As Gwen goes on to tell me how she feels, I listen attentively. She says a few things about the internship that I already knew because she told me in the bedroom not too long ago.

This wasn't something I was ready to hear. Now I know how she must feel when I tell her I need space. It feels like she is reaching into my heart and yanking on the most sensitive piece and continues to pull and tug on it like she wants to pull it out of my chest and keep it for herself.

Yes, I'm very aware of the fact that I sound like a pathetic little school girl talking about being in love.
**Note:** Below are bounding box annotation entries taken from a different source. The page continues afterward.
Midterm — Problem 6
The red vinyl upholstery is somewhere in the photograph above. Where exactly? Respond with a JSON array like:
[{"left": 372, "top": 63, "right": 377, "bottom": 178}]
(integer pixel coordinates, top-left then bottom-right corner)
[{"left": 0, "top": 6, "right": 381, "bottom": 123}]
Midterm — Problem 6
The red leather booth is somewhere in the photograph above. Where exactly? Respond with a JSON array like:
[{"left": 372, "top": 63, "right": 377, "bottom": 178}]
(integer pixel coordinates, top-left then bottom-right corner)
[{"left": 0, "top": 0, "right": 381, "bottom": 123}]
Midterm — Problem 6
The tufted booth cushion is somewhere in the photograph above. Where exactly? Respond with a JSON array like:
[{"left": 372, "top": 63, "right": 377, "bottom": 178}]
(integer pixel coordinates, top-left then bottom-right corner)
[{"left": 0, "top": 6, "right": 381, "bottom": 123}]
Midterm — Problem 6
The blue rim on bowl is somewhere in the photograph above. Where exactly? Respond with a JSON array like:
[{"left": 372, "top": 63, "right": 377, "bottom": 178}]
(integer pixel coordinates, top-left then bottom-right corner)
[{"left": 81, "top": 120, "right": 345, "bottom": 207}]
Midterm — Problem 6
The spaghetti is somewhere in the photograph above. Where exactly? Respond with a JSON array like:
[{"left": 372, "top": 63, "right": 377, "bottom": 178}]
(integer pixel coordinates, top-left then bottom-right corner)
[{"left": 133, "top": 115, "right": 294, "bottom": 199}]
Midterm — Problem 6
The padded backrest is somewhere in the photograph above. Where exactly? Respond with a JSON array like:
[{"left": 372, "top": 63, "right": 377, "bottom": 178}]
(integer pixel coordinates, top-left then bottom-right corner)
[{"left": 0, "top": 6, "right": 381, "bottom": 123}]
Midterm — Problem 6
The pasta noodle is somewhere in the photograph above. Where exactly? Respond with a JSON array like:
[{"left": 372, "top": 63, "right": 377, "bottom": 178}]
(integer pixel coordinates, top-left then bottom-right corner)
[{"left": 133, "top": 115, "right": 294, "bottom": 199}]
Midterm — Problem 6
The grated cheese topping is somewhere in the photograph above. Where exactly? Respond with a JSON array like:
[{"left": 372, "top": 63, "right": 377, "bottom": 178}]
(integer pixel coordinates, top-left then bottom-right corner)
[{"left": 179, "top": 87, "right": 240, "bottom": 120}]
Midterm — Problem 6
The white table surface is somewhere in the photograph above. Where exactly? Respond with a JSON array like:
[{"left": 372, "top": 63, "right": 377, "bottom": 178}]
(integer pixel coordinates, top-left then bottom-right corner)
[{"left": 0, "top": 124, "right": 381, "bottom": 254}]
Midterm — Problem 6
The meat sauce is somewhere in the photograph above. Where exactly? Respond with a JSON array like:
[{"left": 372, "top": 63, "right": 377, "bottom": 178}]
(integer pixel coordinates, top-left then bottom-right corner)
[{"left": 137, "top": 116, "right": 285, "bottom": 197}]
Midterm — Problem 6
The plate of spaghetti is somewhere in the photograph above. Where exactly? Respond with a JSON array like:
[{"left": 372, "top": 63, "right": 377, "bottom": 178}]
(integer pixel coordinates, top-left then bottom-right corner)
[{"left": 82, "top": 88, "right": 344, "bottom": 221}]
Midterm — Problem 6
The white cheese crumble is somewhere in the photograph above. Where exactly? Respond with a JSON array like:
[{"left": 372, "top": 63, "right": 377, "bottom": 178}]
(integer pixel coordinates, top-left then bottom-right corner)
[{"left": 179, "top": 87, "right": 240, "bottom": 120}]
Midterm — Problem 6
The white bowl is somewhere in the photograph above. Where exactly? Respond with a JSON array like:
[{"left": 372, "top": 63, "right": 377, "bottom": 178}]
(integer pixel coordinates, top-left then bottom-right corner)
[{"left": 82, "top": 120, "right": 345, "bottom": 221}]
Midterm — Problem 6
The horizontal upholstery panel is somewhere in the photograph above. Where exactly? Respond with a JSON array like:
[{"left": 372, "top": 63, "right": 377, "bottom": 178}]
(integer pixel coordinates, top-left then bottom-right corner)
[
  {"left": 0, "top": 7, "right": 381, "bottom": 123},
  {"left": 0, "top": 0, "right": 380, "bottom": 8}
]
But this is Gwen we are talking about. My Gwen. The only woman that I've ever truly loved.

I'm no softy. I mean, how can I be? I'm Spider-Man, that's not an option. But when it comes to my girl, heaven shines down on her and her light radiates off onto those around her, which triggers the small soft part I have that's only for her.

But there's a small, yet big, problem that floats here in the air. Her father died because of me. I failed at saving him because Conners as Lizard Man or whatever the hell he was was much stronger, and sliced his insides agape. There was nothing I could do to save him.

Conners became that lizard because of me, all because I solved that equation for him. My father would be disappointed in me I believe, but I'd only be able to determine that if he was around. If he wouldn't have been living the "Secret Life of an American Scientist," he'd still be here, and he would have been able to tell me not to help Dr. Conners. He could have helped me prevent Gwen's father from dying in my arms and I would have never had to hear the words that he told me.

His words are like a broken record playing over and over again in my head. I just don't know how to stop it.

"Just promise me one thing," he asked right before he closed his eyes for the last time, "Leave Gwen out of it."

What does that make me as a human being? Who am I to sit here and balk at his request, and continue to see Gwen? Each morning, I wake up believing that the words are a little more vague than the last, but it only gets worse.

As I'm out in the city working with police, I see him riding in sherif cars, standing next to another while they form out a plan to catch a robber, and even as I catch a guy running off with an old lady's purse. I catch a glimpse of him as he stares a whole right through me. You can see the disappointment across his face.

Gwen tries not to pry at the memory. She knows that I'm still haunted by it and it drives her crazy that she can't stop it. She loves me enough to know that when I say I don't want to talk about that night anymore, she drops the conversation even though questions swarm her head.

But I know my woman, and when she says she is going to do something, she'll do everything in her power to do it. She told me that she was grown and her father couldn't and wouldn't determine who she chose to love, and I'm so grateful that the one she chose was me. She is the strongest person I've ever known to exist, and I love her so much for that. Without her, I don't know what I would do with myself.